Пусть их дружба и прервалась, но когда-то они были «братьями» в своих поэтических устремлениях, оба ученики Руссо, доктрина которого тем не менее не посягала на их личные своенравные повадки. Во «франкенштейновское» лето 1816 года[79] в Женеве, где они встретились, их дружба крепла, они были родственными душами, оба изгнанники трусливого английского общества. Каждое утро на озере Леман они выходили под парусом поспорить о Боге, о свободе воли, о фатализме и судьбе. А потом, вечерами, чтобы как-то развлечься в этой «проклятой, самодовольной, свинской стране скотов», Байрон предложил каждому сочинить по готическому рассказу, а потом прочитать его вслух. Это было на вилле Диодати, на берегу озера, неподалеку от Колоньи. Компания состояла из Шелли, Мэри, неизменной Клэр и Полли Долли, врача и начинающего автора. В этом пьянящем окружении Мэри задумала сюжет «Франкенштейна», который был опубликован два года спустя и которого Байрон расхваливал Меррею: «Думаю, это чудесная книга, и удивительная для семнадцатилетней девушки».
Шелли мог заметить, что Байрон был «безумен, как ветер», но тупоголовый Флетчер, слуга Байрона, утверждал, что именно мистер Шелли был помешанным, так как поддался галлюцинации на одном из спиритических сеансов и поверил, что соски Мэри Шелли превратились в два глаза. Флетчеру пришлось окатить его водой и применить эфир. Из отвратительного наброска Байрона Полли Долли украл идею своего «Вампира», которого опубликовал в Англии в форме памфлета три года спустя и сделал вид, что он принадлежит перу Байрона.

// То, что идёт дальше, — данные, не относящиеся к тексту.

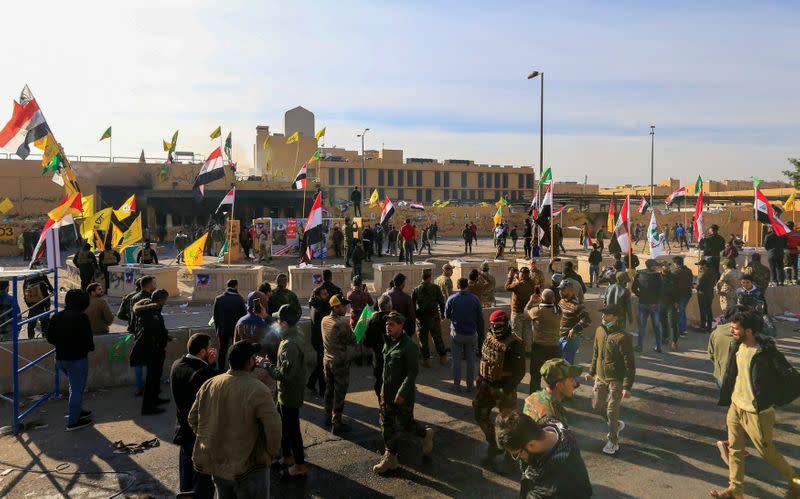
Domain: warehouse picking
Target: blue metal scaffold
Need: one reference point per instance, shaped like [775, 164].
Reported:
[16, 326]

А теперь Шелли погиб вместе с Эдвардом Уильямсом и мальчиком-лодочником Шарлем Вивианом где-то у побережья Леричи. Капитан Дэниел Робертс, морской офицер, ушедший от дел, который и сдал лодку внаем, советовал Шелли не выходить в море, обратив его внимание на черные лоскутья туч, что всегда предвещало шторм. Но они торопились добраться до Ла-Специа, где их ждали жены, и Шелли, всегда гордившийся своим маленьким яликом, считал, что он «чертовски здорово» идет под парусом.

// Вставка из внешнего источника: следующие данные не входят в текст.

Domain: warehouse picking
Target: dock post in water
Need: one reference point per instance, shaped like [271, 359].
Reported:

Это была открытая восемнадцатифутовая яхта, к которой Робертс добавил паруса и ложный «нос», чтобы она могла состязаться с более элегантным судном Байрона, «Боливаром», с его парящими мачтами и пушкой. Только они отчалили, как над морем опустился туман и прогремел гром. Робертс был последним человеком, который с башни в Леггорне видел маленькую яхту, подпрыгивающую на бурных волнах; вскоре она скрылась из вида.
Только через десять дней на берегу были найдены тела погибших — искалеченные, с ободранной кожей; там же в песке, согласно тосканским законам карантина, их и надлежало похоронить, погрузив в негашеную известь. Шелли узнали по переплету томика Китса «Ламия» в кармане, а Эдварда Уильямса — по черному шелковому галстуку, завязанному на морской манер.
Трелони устроил эллинистические похороны, вдохновленные Эсхилом. Для этого он получил разрешение на эксгумацию двух тел и кремацию их на берегу (бедный мальчик, управлявший яхтой, не удостоился такой чести). Участники траурной церемонии собрались в нестерпимо жаркий день, когда песок буквально плавился. Трелони принес два дубовых ящика, чтобы поместить в них прах Шелли и перенести его на протестантское кладбище в Риме, рядом с их сыном Уильямом, умершим во младенчестве, — так просила Мэри. Это был ужасный спектакль: конные драгуны в почетном карауле, пехота с пиками и мотыгами, чиновники от здравоохранения и нарядные любопытные зеваки, наблюдающие за происходящим из карет. Мэри Шелли и Джейн Уильямс там не присутствовали.
Уильямса первым возложили на погребальный костер, и Байрон попытался скрыть печаль вызывающим поведением. Опознав Уильяма по зубам и глядя на зловонную плоть, по кускам кормящую пламя, он сказал, что это вполне можно было бы принять за тушу овцы. Потом, чтобы очистить организм от «черной желчи», Байрон решил «проверить силу волн» и проплыл около мили, после чего его вырвало.